Flashless at the Golden Globes
I agree those are weaknesses, but the 360 was still a greatly designed console... Better multiplayer, better online, I preferred the controller and UI (and it's evolution). I just think the PS3 had more poor decisions and weaknesses. Imbalances in cpu vs gpu, divided ram pools, ylod, slow loading etc.

The SNES hardware is actually 2 years and 22 days newer than the Genesis. The SNES CPU was slow, bit actually performed more MIPS than the Genesis CPU. Regardless, I do think the Genesis CPU is better, but that's just one aspect of the system. In my opinion, literally every other aspect of the system is better on the SNES.... Colors, transparencies, mode 7, amazing controller (from the start!), Better sound (yeah the Genesis has a cool, distinctive sound but all you have to do is play Rock and Roll Racing or zombies ate my neighbors and understand what I'm talking about).

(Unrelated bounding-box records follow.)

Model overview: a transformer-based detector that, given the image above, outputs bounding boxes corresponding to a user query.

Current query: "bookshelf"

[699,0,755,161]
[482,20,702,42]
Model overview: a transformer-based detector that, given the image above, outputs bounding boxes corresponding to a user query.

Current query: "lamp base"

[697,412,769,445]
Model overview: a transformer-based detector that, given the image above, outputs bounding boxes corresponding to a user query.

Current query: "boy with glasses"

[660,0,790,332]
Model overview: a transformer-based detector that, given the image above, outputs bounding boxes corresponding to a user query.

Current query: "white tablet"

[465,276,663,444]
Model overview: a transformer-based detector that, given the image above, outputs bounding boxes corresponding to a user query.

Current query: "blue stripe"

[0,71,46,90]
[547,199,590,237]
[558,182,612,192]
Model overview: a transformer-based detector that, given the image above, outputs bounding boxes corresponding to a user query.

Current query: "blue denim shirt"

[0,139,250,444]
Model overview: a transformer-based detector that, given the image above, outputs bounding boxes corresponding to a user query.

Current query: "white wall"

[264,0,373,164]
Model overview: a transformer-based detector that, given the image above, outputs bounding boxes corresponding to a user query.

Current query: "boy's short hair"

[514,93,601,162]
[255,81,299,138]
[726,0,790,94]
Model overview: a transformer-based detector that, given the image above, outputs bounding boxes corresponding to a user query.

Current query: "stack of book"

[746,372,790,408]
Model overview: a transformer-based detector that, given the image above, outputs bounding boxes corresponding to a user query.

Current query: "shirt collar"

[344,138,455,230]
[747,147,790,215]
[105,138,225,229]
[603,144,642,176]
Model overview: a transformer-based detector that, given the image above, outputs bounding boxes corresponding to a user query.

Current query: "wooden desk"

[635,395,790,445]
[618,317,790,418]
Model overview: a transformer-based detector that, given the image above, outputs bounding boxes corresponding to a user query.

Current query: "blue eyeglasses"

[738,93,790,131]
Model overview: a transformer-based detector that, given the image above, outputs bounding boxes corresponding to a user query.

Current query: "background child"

The 360 wasn’t just doomed because of the rrod, it also shipped without an hdd potentially holding back an entire generation of games. It also lacked a Blu-ray drive which also limited some games to just 7gb. Its better than the ps3 in some ways but at least the ps3 shipped with HDDs and included a Blu-ray drive with every console. The cell also let them produce some of the best looking games of the Gen despite the split ram pool. By the time the gen ended, the ps3 had far better looking games than the 360.